- Theatrical release poster
- Directed by: Nacho G. Velilla
- Written by: Laurence Rosenthal Claudio Herrera Sergio Adrian Sanchez
- Based on: Fack ju Göhte by Bora Dağtekin
- Produced by: Eddie Allen Martha Higareda
- Starring: Omar Chaparro Martha Higareda Carla Adell Mario Morán
- Cinematography: David Omedes
- Edited by: Angel Hernandez Zoido
- Music by: Juanjo Javierre
- Production companies: Televisa Cine Pantelion Films Alcon Entertainment Constantin Film Neverending Media Videocine
- Distributed by: Videocine
- Release dates: 2 September 2016 (United States); 16 September 2016 (Mexico);
- Running time: 100 minutes
- Country: Mexico
- Language: Spanish
- Box office: $23.5 million

= No Manches Frida =

2016 Mexican film

No Manches Frida (also known as El profesor sustituto) is a 2016 comedy film, a remake of the film Fack ju Göhte. The film stars Omar Chaparro and Martha Higareda in the lead roles. It was produced by Lionsgate and released in the United States on 2 September 2016, by Pantelion Films. The cinema chain AMC Theatres put the film into general distribution in the United States and Mexico in September 2016. A sequel, No Manches Frida 2, was released in March 2019.

==Cast==
- Omar Chaparro as Ezequiel "Zequi" Alcántara
- Martha Higareda as Miss Lucy
- Mónica Dionne as Miss Gaby
- Rocio Garcia as Jenny
- Fernanda Castillo as Miss Carolina
- Regina Pavón as Mónica
- Carla Adell as Laura
- Mario Morán as Cristobal
- Karen Furlong as Nayeli
- Memo Dorantes as Romo
- Raquel Garza as Miss Ingrid
- Adal Ramones as Mr. Valdez
- Norma Angelica as Lic.

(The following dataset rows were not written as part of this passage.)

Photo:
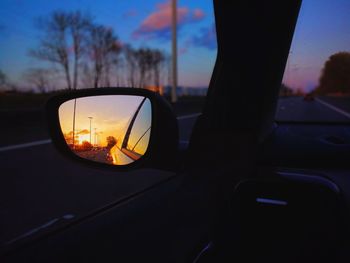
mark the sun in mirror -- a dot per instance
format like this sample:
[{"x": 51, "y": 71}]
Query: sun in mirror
[{"x": 112, "y": 129}]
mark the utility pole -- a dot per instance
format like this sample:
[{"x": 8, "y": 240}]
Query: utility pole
[
  {"x": 90, "y": 128},
  {"x": 174, "y": 51}
]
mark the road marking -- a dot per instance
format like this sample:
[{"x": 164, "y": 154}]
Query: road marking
[
  {"x": 189, "y": 116},
  {"x": 346, "y": 114},
  {"x": 24, "y": 145}
]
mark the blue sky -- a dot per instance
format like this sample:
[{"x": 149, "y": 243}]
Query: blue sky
[
  {"x": 323, "y": 29},
  {"x": 19, "y": 34}
]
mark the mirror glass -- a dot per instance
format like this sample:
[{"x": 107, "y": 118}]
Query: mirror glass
[{"x": 112, "y": 129}]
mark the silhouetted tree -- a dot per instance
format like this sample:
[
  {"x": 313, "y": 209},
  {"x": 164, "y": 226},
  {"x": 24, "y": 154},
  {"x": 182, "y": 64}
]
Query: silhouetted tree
[
  {"x": 63, "y": 37},
  {"x": 78, "y": 25},
  {"x": 335, "y": 74},
  {"x": 39, "y": 78},
  {"x": 158, "y": 59},
  {"x": 131, "y": 64},
  {"x": 3, "y": 80},
  {"x": 103, "y": 44}
]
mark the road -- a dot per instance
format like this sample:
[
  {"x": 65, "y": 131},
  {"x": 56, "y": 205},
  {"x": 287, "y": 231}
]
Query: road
[{"x": 40, "y": 187}]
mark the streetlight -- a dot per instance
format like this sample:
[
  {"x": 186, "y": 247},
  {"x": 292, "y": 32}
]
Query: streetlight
[
  {"x": 90, "y": 128},
  {"x": 174, "y": 51}
]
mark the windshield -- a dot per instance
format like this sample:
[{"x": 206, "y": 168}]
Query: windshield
[{"x": 316, "y": 82}]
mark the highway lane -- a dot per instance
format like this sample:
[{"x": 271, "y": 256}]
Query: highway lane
[{"x": 38, "y": 185}]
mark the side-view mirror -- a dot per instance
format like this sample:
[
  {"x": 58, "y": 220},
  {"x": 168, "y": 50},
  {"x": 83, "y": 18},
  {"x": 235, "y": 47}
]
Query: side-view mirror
[{"x": 117, "y": 128}]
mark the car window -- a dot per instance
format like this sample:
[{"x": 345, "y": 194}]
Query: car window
[{"x": 316, "y": 82}]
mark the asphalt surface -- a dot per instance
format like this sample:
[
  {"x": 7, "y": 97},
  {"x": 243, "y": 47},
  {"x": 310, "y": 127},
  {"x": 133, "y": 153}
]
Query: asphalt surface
[{"x": 40, "y": 187}]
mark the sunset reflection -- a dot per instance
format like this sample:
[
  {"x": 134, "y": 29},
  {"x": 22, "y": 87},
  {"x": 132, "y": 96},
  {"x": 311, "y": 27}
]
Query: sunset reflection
[{"x": 113, "y": 129}]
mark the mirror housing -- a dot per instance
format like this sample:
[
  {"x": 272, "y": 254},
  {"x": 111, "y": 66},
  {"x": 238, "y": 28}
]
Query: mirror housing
[{"x": 162, "y": 150}]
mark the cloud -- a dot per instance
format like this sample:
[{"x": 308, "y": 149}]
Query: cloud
[
  {"x": 158, "y": 23},
  {"x": 206, "y": 38},
  {"x": 130, "y": 14}
]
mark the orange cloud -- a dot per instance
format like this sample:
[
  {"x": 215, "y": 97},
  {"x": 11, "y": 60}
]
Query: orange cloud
[{"x": 158, "y": 23}]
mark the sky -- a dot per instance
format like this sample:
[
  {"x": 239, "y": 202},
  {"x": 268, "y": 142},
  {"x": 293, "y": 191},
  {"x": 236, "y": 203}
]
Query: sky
[
  {"x": 110, "y": 117},
  {"x": 323, "y": 29}
]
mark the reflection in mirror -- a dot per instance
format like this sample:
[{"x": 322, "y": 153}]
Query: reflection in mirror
[{"x": 112, "y": 129}]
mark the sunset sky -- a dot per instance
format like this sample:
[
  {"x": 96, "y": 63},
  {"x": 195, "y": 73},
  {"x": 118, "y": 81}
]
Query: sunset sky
[
  {"x": 110, "y": 116},
  {"x": 323, "y": 29}
]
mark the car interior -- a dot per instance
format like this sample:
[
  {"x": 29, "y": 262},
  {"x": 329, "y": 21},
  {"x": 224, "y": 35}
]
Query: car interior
[{"x": 245, "y": 187}]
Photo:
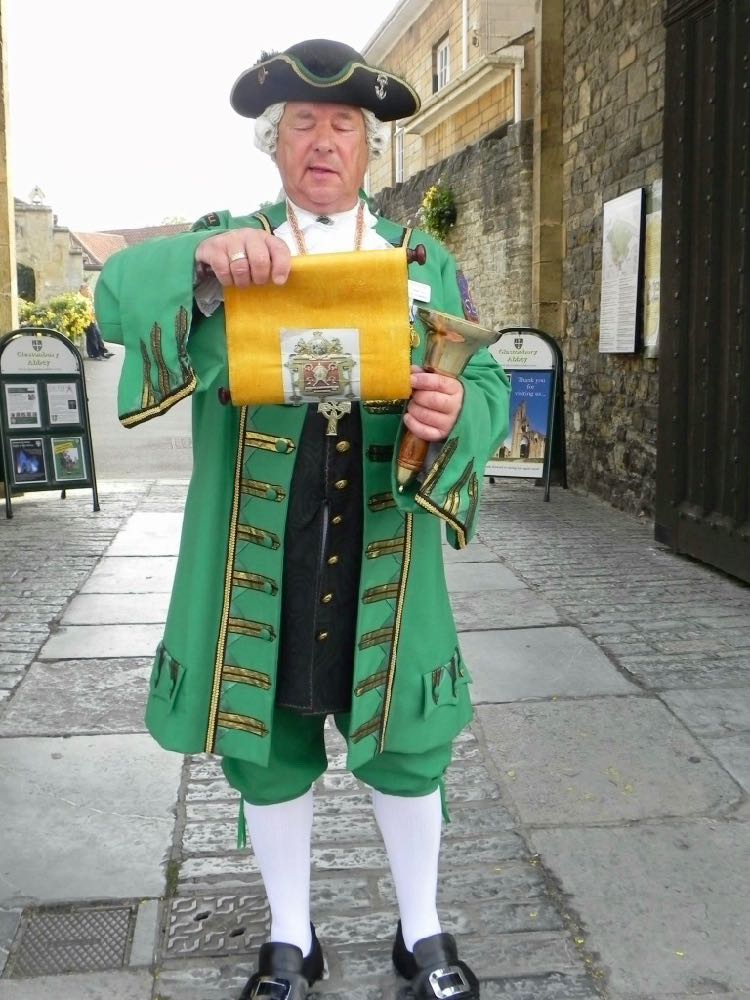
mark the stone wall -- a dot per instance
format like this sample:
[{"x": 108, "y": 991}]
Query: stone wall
[
  {"x": 612, "y": 143},
  {"x": 492, "y": 182}
]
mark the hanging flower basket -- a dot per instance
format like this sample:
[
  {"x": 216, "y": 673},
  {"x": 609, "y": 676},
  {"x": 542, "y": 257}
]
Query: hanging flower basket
[{"x": 437, "y": 213}]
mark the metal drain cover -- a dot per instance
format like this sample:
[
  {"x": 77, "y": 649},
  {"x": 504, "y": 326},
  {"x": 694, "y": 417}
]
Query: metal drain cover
[
  {"x": 67, "y": 939},
  {"x": 216, "y": 925}
]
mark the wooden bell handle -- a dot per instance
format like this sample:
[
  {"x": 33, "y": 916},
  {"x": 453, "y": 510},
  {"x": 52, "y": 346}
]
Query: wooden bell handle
[
  {"x": 418, "y": 255},
  {"x": 411, "y": 456}
]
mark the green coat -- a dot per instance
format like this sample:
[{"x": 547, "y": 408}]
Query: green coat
[{"x": 212, "y": 684}]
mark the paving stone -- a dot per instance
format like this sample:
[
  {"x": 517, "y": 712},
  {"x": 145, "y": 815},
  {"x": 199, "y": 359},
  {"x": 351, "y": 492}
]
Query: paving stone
[
  {"x": 69, "y": 697},
  {"x": 125, "y": 985},
  {"x": 148, "y": 534},
  {"x": 689, "y": 671},
  {"x": 734, "y": 754},
  {"x": 144, "y": 936},
  {"x": 9, "y": 922},
  {"x": 475, "y": 551},
  {"x": 114, "y": 609},
  {"x": 517, "y": 664},
  {"x": 480, "y": 577},
  {"x": 602, "y": 768},
  {"x": 127, "y": 575},
  {"x": 666, "y": 905},
  {"x": 552, "y": 986},
  {"x": 711, "y": 711},
  {"x": 103, "y": 807},
  {"x": 101, "y": 642},
  {"x": 501, "y": 609},
  {"x": 222, "y": 979},
  {"x": 216, "y": 925}
]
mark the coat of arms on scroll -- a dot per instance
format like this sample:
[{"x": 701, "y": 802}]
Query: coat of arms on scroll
[{"x": 320, "y": 364}]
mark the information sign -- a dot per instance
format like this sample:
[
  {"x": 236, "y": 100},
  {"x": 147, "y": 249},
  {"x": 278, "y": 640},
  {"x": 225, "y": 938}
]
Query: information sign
[
  {"x": 44, "y": 416},
  {"x": 533, "y": 363},
  {"x": 622, "y": 267}
]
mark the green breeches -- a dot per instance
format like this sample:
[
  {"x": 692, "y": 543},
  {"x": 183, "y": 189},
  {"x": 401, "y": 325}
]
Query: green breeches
[{"x": 298, "y": 758}]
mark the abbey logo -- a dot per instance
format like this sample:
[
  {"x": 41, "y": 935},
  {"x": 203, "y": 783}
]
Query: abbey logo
[{"x": 320, "y": 364}]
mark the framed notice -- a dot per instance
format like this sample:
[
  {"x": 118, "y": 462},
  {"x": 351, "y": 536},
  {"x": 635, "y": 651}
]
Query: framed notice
[
  {"x": 69, "y": 459},
  {"x": 62, "y": 403},
  {"x": 28, "y": 462},
  {"x": 652, "y": 272},
  {"x": 22, "y": 406},
  {"x": 622, "y": 266},
  {"x": 45, "y": 431}
]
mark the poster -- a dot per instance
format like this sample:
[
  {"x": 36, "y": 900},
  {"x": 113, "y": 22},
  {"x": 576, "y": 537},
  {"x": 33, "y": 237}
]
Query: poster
[
  {"x": 22, "y": 406},
  {"x": 621, "y": 273},
  {"x": 69, "y": 459},
  {"x": 62, "y": 403},
  {"x": 28, "y": 464},
  {"x": 523, "y": 452}
]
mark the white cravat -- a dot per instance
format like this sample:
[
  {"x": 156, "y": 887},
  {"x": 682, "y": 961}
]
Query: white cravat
[{"x": 334, "y": 235}]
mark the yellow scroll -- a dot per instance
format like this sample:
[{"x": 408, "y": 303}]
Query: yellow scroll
[{"x": 338, "y": 329}]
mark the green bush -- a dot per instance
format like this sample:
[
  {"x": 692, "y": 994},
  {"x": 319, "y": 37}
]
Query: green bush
[{"x": 70, "y": 313}]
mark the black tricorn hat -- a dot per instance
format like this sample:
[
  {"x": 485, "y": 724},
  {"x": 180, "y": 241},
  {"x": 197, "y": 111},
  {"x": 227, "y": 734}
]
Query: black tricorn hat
[{"x": 324, "y": 72}]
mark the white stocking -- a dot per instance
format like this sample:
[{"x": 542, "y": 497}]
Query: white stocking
[
  {"x": 280, "y": 836},
  {"x": 411, "y": 834}
]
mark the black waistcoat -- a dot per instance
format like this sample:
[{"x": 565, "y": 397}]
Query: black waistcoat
[{"x": 322, "y": 560}]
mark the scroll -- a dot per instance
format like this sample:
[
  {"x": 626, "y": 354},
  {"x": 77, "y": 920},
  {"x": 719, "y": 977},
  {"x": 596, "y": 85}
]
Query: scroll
[{"x": 337, "y": 330}]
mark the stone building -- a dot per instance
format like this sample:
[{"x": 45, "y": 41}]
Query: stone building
[
  {"x": 48, "y": 263},
  {"x": 53, "y": 259},
  {"x": 531, "y": 191}
]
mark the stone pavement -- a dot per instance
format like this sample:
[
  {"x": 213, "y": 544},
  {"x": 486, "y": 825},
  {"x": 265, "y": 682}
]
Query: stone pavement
[{"x": 600, "y": 820}]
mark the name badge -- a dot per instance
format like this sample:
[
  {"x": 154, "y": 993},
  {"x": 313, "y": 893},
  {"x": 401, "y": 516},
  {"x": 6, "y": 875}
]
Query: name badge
[{"x": 419, "y": 291}]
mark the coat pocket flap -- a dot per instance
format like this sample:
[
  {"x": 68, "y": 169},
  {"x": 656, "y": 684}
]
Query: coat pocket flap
[{"x": 166, "y": 677}]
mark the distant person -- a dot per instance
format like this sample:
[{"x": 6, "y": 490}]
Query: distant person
[{"x": 96, "y": 349}]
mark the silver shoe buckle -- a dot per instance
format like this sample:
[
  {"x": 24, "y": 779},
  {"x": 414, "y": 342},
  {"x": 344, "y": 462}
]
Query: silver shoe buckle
[
  {"x": 270, "y": 988},
  {"x": 442, "y": 989}
]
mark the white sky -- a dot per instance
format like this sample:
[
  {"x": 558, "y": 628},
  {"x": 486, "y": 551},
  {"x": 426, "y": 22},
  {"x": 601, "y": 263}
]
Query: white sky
[{"x": 119, "y": 109}]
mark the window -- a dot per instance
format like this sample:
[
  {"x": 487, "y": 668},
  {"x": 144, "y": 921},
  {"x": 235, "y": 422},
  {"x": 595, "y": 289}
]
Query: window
[
  {"x": 441, "y": 65},
  {"x": 398, "y": 154}
]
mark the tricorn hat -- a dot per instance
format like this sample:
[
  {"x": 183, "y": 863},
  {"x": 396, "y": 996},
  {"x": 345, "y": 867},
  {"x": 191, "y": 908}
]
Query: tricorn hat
[{"x": 323, "y": 71}]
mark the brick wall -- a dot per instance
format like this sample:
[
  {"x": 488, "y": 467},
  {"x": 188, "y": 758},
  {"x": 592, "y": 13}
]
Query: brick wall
[
  {"x": 492, "y": 182},
  {"x": 612, "y": 143}
]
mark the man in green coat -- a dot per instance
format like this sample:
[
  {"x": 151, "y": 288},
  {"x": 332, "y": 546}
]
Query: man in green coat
[{"x": 307, "y": 583}]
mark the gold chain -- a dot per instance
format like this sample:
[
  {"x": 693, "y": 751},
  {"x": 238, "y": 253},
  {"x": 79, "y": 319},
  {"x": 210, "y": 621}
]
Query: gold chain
[{"x": 299, "y": 237}]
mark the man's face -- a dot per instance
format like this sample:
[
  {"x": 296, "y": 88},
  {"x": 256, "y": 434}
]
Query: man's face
[{"x": 322, "y": 155}]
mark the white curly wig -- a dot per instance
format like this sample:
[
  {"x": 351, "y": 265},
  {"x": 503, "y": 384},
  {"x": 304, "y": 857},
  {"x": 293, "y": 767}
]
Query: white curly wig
[{"x": 267, "y": 131}]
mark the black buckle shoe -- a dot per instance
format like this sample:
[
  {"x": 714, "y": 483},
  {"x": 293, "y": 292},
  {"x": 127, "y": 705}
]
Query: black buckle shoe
[
  {"x": 434, "y": 969},
  {"x": 284, "y": 973}
]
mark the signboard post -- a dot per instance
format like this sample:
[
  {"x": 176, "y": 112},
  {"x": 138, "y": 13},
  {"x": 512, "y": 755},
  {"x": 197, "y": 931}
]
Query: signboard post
[
  {"x": 533, "y": 363},
  {"x": 44, "y": 415}
]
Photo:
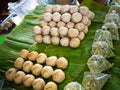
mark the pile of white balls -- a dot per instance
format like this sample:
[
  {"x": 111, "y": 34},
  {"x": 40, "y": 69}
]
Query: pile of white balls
[
  {"x": 65, "y": 25},
  {"x": 33, "y": 68}
]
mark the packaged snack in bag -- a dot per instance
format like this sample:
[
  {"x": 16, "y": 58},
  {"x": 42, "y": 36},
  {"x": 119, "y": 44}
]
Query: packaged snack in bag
[{"x": 98, "y": 64}]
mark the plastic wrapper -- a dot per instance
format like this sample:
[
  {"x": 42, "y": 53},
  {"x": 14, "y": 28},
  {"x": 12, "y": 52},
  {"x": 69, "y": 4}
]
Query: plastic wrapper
[
  {"x": 73, "y": 86},
  {"x": 98, "y": 64},
  {"x": 102, "y": 48},
  {"x": 94, "y": 81}
]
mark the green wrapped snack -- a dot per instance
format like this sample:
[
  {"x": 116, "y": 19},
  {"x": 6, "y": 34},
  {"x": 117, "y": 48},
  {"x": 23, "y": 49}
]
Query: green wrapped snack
[
  {"x": 94, "y": 81},
  {"x": 98, "y": 64}
]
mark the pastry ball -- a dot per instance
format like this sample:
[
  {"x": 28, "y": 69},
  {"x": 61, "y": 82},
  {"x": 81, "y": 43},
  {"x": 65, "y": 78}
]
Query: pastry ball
[
  {"x": 19, "y": 63},
  {"x": 54, "y": 31},
  {"x": 28, "y": 80},
  {"x": 10, "y": 74},
  {"x": 56, "y": 16},
  {"x": 76, "y": 17},
  {"x": 41, "y": 58},
  {"x": 45, "y": 30},
  {"x": 66, "y": 17},
  {"x": 47, "y": 17},
  {"x": 80, "y": 26},
  {"x": 24, "y": 53},
  {"x": 27, "y": 66},
  {"x": 51, "y": 86},
  {"x": 36, "y": 69},
  {"x": 58, "y": 76},
  {"x": 55, "y": 40},
  {"x": 74, "y": 42},
  {"x": 37, "y": 30},
  {"x": 70, "y": 25},
  {"x": 63, "y": 31},
  {"x": 18, "y": 78},
  {"x": 32, "y": 55},
  {"x": 84, "y": 10},
  {"x": 62, "y": 63},
  {"x": 64, "y": 41},
  {"x": 73, "y": 32},
  {"x": 51, "y": 61},
  {"x": 38, "y": 84},
  {"x": 47, "y": 39},
  {"x": 46, "y": 71}
]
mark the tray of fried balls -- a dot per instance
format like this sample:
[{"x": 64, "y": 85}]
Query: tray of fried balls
[
  {"x": 64, "y": 25},
  {"x": 32, "y": 69}
]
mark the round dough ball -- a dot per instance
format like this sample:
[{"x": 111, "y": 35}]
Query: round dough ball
[
  {"x": 18, "y": 77},
  {"x": 66, "y": 17},
  {"x": 10, "y": 74},
  {"x": 47, "y": 17},
  {"x": 62, "y": 63},
  {"x": 56, "y": 16},
  {"x": 27, "y": 66},
  {"x": 76, "y": 17},
  {"x": 73, "y": 8},
  {"x": 46, "y": 39},
  {"x": 58, "y": 75},
  {"x": 80, "y": 26},
  {"x": 74, "y": 42},
  {"x": 60, "y": 24},
  {"x": 51, "y": 86},
  {"x": 32, "y": 55},
  {"x": 55, "y": 40},
  {"x": 38, "y": 84},
  {"x": 54, "y": 31},
  {"x": 45, "y": 30},
  {"x": 63, "y": 31},
  {"x": 84, "y": 10},
  {"x": 47, "y": 71},
  {"x": 36, "y": 69},
  {"x": 64, "y": 41},
  {"x": 73, "y": 32},
  {"x": 19, "y": 63},
  {"x": 24, "y": 53},
  {"x": 37, "y": 30},
  {"x": 28, "y": 80},
  {"x": 41, "y": 58},
  {"x": 51, "y": 61}
]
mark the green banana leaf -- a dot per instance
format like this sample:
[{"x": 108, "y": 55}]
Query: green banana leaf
[{"x": 22, "y": 38}]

Lopez
- Susana Ayala as Lucha
- Pamela Moreno as Cuquis
- Brigitte Bozzo as Marifer
- Miriam Calderon as Miss Gimena

==Box office==
No Manches Frida grossed $11.5 million in the US and Canada, and $12 million in other territories (including $3.2 million in Mexico), for a worldwide total of $23.5 million.

It made $3.7 million on its opening weekend in the United States (and $4.8 million over the four-day Labour Day Weekend).

==Sequel==
A sequel was announced by Pantelion Films in October 2016. The full title was revealed as No Manches Frida 2 and was released on 15 March 2019.